Local and Global Data Share
With the RV770, the AMD engineers didn’t stop at optimizing their architecture to only slightly increase the die real-estate— they also borrowed a few good ideas from the competition. The G80 had introduced a small, 16-KB memory area per multiprocessor that’s entirely under the programmer’s control, unlike a cache. This memory area, accessible in CUDA applications, can share data among threads. AMD has introduced its version of this with the RV770. It’s called Local Data Share and is exactly the same size as its competitor’s Shared Memory. It also plays a similar role by enabling GPGPU applications to share data among several threads. The RV770 goes even further, with another memory area (also 16 KB) called Global Data Share to enable communication among SIMD arrays.
Texture units
While the ALUs haven’t undergone a major modification, the texture units have been completely redesigned. The goal was obvious – as with the rest of the GPU, it was to increase performance significantly while maintaining as small a die area as possible. The engineers set fairly ambitious goals, aiming for an increase of 70% in performance for an equivalent die area. To do that, they focused their efforts largely on the texture cache. The bandwidth of the L1 texture cache was increased to 480 GB/s.

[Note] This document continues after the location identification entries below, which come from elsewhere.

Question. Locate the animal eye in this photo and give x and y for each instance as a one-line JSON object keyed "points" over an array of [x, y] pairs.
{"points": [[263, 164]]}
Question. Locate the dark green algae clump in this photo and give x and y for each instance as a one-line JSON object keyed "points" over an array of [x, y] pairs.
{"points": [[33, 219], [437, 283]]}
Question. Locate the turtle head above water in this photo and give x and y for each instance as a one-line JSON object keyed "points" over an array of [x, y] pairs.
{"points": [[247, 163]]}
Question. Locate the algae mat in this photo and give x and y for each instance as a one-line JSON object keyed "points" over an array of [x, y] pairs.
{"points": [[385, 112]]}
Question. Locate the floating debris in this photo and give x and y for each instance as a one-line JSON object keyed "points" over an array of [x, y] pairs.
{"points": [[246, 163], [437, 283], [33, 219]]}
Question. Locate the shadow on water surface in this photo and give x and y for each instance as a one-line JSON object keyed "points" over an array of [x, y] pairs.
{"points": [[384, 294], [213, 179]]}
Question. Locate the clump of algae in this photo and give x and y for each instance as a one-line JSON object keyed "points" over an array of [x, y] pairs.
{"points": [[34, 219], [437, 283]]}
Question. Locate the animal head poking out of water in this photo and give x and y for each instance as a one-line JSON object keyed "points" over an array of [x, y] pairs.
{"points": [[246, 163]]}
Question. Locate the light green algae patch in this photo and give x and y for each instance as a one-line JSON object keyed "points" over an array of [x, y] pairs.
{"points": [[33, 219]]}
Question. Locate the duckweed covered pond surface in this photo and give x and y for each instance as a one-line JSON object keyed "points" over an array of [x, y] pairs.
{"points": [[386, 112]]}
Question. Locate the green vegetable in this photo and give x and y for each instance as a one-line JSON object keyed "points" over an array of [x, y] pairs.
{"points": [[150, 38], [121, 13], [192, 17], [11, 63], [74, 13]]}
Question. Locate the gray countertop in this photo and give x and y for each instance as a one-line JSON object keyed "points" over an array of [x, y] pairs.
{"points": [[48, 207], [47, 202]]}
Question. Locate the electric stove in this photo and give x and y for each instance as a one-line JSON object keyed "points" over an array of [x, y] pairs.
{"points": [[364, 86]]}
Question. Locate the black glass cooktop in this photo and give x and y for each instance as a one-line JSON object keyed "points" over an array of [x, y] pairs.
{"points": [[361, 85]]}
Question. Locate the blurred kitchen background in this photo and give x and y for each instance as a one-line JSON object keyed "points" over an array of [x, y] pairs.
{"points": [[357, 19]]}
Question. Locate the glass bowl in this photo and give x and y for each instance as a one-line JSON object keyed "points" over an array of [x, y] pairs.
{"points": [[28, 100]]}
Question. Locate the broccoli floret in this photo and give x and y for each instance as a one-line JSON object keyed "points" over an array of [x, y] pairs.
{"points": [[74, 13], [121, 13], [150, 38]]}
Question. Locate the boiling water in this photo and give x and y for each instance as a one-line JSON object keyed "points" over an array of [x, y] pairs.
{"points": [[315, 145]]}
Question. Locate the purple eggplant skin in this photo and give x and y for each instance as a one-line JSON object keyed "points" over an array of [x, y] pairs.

But that’s not all; the L1 cache that was shared by all the SIMD arrays has been broken down into 10 cache memories, one per SIMD array, and each contains only data exclusive to the corresponding SIMD array. Shared data are now stored in an L2 cache, which has also been completely redesigned, now having a bandwidth 384 GB/s to the L1 cache. In order to reduce latency, this L2 cache has been positioned near the memory controllers.Let’s see what the results of these improvements are in practice:
Compared to its direct competitor, the 9800 GTX, the Radeon HD 4850 showed first-rate performance with single and dual texturing, while not giving up any performance in terms of raw fill rate – which is to be expected considering the 40 texture units for 16 ROPs (to simplify, “2.5 texture units per pixel,” as they used to say in another era). On the other hand, with triple and quad texturing, the RV770, logically enough, can’t compete with the G92’s 64 texture units (the equivalent of “4 texture units per pixel”); but in all cases the RV770 proved to be closer to its theoretical performance than its competitor.